Get output of multiple pattern match from first field to a file

rveri · January 26, 2017, 12:27pm

Hi All,
Greetings!

I have a file of 40000+ lines with different entries, I need matching entries filterd out to their files based on first filed pattern for the matching :

For example:
All server1 entries (in field1) to come together with its path in 2nd field.

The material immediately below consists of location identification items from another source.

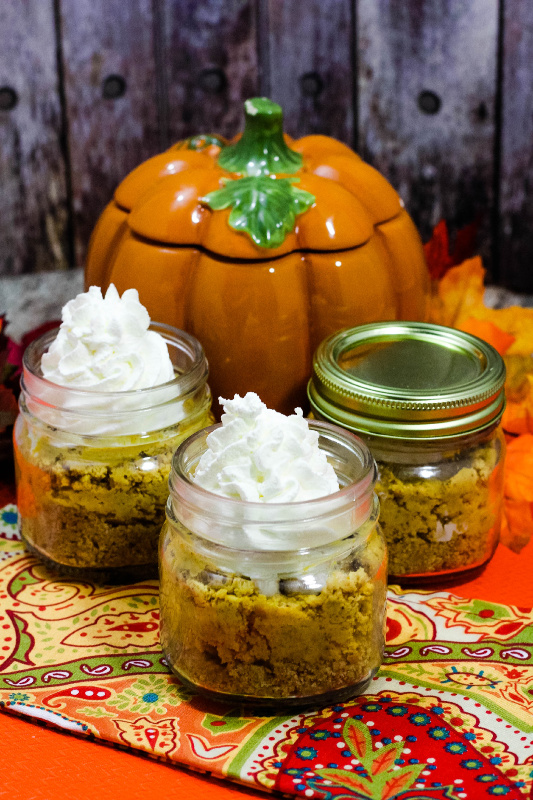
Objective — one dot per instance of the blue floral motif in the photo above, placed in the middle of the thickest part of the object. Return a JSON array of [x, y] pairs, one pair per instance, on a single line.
[[9, 517], [396, 711], [486, 778], [19, 697], [318, 736], [438, 733], [306, 753], [458, 748], [471, 763], [419, 719]]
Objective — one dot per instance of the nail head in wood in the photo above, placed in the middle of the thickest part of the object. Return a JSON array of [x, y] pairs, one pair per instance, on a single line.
[[113, 87], [429, 102], [311, 84], [8, 98], [213, 80]]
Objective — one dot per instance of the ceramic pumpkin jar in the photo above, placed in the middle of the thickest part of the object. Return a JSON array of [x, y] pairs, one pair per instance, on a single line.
[[261, 247]]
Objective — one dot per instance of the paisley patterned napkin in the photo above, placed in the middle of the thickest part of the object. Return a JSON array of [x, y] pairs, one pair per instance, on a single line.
[[450, 714]]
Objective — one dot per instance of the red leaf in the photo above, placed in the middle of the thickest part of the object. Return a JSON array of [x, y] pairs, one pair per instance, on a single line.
[[437, 251], [465, 241], [384, 760]]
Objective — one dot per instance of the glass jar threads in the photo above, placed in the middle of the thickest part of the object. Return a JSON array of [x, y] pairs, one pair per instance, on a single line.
[[427, 400], [274, 603], [92, 467]]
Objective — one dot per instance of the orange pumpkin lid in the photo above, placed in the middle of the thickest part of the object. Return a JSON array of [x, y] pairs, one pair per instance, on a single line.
[[260, 196]]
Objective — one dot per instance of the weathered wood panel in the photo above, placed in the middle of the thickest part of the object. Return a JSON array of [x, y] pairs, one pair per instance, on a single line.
[[33, 196], [310, 57], [210, 49], [515, 250], [427, 86], [111, 99]]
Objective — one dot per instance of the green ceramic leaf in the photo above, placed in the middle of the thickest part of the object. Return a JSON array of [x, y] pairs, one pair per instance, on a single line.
[[263, 207], [200, 142]]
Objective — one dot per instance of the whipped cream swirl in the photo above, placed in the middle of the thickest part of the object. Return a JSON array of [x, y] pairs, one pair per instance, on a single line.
[[260, 455], [104, 344]]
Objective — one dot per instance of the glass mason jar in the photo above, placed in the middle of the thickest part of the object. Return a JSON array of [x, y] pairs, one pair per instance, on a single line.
[[92, 467], [274, 603], [427, 400]]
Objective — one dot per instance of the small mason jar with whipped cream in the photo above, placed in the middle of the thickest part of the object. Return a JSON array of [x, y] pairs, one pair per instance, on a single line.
[[272, 563], [104, 403]]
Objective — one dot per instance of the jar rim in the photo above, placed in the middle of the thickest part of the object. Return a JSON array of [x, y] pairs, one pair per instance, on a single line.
[[31, 362], [181, 476], [407, 380], [131, 412]]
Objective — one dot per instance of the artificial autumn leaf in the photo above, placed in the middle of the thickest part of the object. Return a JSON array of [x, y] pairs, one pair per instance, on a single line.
[[459, 294], [262, 206], [517, 524], [519, 469], [437, 252], [518, 415], [489, 332]]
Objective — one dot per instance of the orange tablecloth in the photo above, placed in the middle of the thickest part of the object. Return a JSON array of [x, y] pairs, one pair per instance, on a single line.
[[58, 766]]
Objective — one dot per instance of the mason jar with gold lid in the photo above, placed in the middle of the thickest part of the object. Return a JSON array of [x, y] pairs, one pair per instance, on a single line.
[[428, 401]]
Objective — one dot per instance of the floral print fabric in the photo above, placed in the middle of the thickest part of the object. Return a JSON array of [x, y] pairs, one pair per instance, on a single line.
[[450, 714]]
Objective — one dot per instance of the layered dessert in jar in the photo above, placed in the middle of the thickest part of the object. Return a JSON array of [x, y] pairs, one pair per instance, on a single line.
[[105, 401], [428, 401], [272, 562]]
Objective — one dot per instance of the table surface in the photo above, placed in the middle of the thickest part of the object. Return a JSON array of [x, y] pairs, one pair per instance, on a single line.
[[60, 766]]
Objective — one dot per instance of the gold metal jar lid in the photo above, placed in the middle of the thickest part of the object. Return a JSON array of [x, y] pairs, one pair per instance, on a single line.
[[407, 380]]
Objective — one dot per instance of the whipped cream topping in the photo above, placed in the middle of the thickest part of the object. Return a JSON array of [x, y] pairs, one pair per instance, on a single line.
[[260, 455], [104, 344]]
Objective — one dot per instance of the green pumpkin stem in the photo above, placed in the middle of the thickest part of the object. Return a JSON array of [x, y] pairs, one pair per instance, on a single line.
[[261, 150]]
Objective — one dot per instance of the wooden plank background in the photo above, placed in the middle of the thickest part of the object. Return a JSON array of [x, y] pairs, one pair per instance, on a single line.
[[437, 94]]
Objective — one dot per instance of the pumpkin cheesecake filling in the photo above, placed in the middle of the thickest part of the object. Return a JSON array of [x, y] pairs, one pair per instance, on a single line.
[[105, 402], [286, 606]]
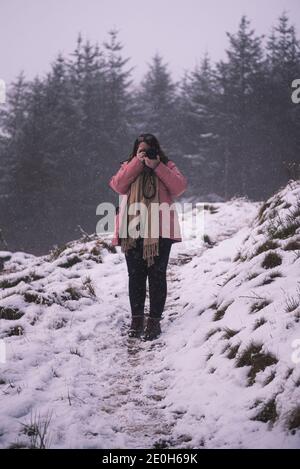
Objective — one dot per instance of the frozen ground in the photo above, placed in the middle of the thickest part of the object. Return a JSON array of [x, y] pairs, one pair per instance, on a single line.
[[223, 374]]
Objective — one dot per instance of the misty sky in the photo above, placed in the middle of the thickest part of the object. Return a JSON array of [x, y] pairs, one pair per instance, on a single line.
[[33, 31]]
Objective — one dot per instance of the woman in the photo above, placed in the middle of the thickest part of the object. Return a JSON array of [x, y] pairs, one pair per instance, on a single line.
[[148, 178]]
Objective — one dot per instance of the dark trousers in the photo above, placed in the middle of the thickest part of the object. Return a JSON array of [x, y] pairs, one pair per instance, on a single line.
[[138, 272]]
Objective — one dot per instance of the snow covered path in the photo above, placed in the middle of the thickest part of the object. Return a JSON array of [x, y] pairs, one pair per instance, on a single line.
[[64, 320]]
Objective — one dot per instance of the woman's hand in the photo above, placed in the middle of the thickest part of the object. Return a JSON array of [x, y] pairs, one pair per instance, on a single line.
[[141, 155], [152, 163]]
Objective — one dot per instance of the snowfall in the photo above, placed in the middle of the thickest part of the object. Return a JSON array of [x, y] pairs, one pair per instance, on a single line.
[[224, 373]]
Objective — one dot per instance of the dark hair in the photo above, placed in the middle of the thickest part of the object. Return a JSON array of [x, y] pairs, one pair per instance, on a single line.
[[151, 140]]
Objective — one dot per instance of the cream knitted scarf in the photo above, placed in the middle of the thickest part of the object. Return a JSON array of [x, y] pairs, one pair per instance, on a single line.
[[150, 244]]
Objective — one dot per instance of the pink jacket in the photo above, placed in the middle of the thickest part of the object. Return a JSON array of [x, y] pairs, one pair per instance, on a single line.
[[171, 183]]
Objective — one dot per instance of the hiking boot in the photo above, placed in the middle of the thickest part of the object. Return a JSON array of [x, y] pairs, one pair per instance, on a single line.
[[136, 326], [153, 329]]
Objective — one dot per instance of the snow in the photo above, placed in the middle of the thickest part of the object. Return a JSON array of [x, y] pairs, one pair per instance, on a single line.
[[74, 364]]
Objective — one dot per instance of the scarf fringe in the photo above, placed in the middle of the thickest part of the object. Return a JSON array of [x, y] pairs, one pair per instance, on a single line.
[[151, 244]]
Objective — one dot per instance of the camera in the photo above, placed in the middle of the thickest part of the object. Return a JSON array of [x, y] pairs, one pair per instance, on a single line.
[[151, 153]]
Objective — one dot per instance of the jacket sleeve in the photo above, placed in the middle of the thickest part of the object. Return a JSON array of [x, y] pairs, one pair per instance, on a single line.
[[173, 179], [128, 172]]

The best output I want to have it should generate filename for each:
Say server1.out file: which would be having "first field" and "second filed" of server1.
And so on for all the serverX .

datafile.txt  : 

server1	/usr/file1
server1 /usr/fileA
server2 /usr1/fileB
server2	/usr2/fileca
server3 /usr/DB/fileA
server3 /usr1/fileA
serverA /usr1/data1
server1 /usr3/data2
server2 /usr2/data2
server2 /path1/data2
serverA /pathb/data3

Desired output to be with each filename :


server1.out
server1	/usr/file1
server1 /usr/fileA
server1 /usr3/data2

File: server2.out 

server2 /usr1/fileB
server2 /usr2/filec
server2 /usr2/data2

File: server3.out 
server3 /usr/DB/fileA
server3 /usr1/fileA

File: serverA.out
serverA /usr1/data1
serverA /pathb/data3

Thanks ..

Scrutinizer · January 26, 2017, 12:43pm

Try:

sort -k1,1 -k2 datafile.txt | awk '$1!=s{s=$1; close(f); f=s ".out"} {print>f}'

MadeInGermany · January 26, 2017, 12:59pm

#!/bin/sh
pserver=""
while read server path
do
  if [ "$server" != "$pserver" ]; then
    exec 3>>"$server".out
    pserver=$server
  fi
  echo "$server $path" >&3
done < datafile.txt

If the input file is sorted, it can become more efficient

#!/bin/sh
pserver=""
sort -k1,1 datafile.txt |
while read server path
do
  if [ "$server" != "$pserver" ]; then
    exec 3>"$server".out
    pserver=$server
  fi
  echo "$server $path" >&3
done < datafile.txt

rveri · January 27, 2017, 1:41am

Thank you both,
I checked the code from Scrutinizer , worked great ...
MadeInGermany also worked great ...

Both the code hard to understand .. but looks like same flow they are using , with Aws and shell..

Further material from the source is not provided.